The device according to paragraph. 8. The device according to claim 1, wherein the electrical signal for changing the rotational speed is the changed target rotational speed. 9. A device according to claim 1, wherein another electric motor drives the calender roller of the Kenskoyler. 10. A tachometer is a delivery roller (11,
12. A motor (23) for 12) is associated with the motor.
10. The device according to any one of 1 to 9. 11. The rollers in the doffer area are driven by an electric motor having an electronic motor adjuster with target value adjusting means, and the rollers in the doffer area are associated with a tachometer connected to the motor adjuster to provide a feed speed control. In the production control device for the card of textile fiber such as cotton, chemical fiber, etc., which can be adjusted by changing the rotation speed of the electric motor with respect to the doffer area, etc. The transmission (3) in which the roller pair (7, 8; 11, 12) is steplessly adjustable by the electric motor (19) having the electric motor adjuster (20).
4), a tachometer (25) associated with the electric motor (19) is connected to the draft adjusting means (22) and this draft adjusting means (22) is connected when the roller speed changes. Automatically change the draft between rollers (5, 6) or roller pairs (7, 8; 10, 11) driven independently of each other based on a tachometer (25) apparatus. 12. Device according to claim 11, wherein a servomotor (37) is associated with the transmission (34) for adjustment. 13. A roller in the doffer area is driven by an electric motor having an electronic control and adjustment unit and a target value adjusting means, and one roller in the doffer area is associated with a tachometer connected to the motor adjuster to provide a supply. 2. A change in speed is effected, for example, by a change in the speed of rotation of the motor in the doffer area, and further a specific draft can be adjusted.
13. The production control device for a card of textile fiber such as cotton and chemical fiber according to any one of 1 to 12, wherein the rollers (5, 6) (doffer, stripping roller) or roller pair (7, 8; 11, 12)
(Nip roller, delivery roller) can be driven by two or more independent electric motors (19, 23) having electric motor adjusters (20, 24), the electric motor (23)
A tachometer (25) associated with is connected to the draft adjusting means (22), and this draft adjusting means (22) is automatically based on the tachometer (25) when the roller speed changes.
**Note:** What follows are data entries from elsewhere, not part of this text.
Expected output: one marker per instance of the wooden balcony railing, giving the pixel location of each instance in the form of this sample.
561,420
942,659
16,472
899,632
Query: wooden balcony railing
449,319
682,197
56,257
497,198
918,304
Independently driven rollers (5,
6) or a device characterized by changing the draft between roller pairs (7, 8; 11, 12). 14. A signal generator (42) for varying the feed rate.
The device according to any one of claims 1 to 13, which is performed corresponding to. 15. The device according to claim 1, wherein the signal generator (42) is associated with a means (39) for storing the feed rate. 16. The signal generator (42) comprises a can (41).
The device according to any one of claims 1 to 15, wherein the device is a filling amount measuring element.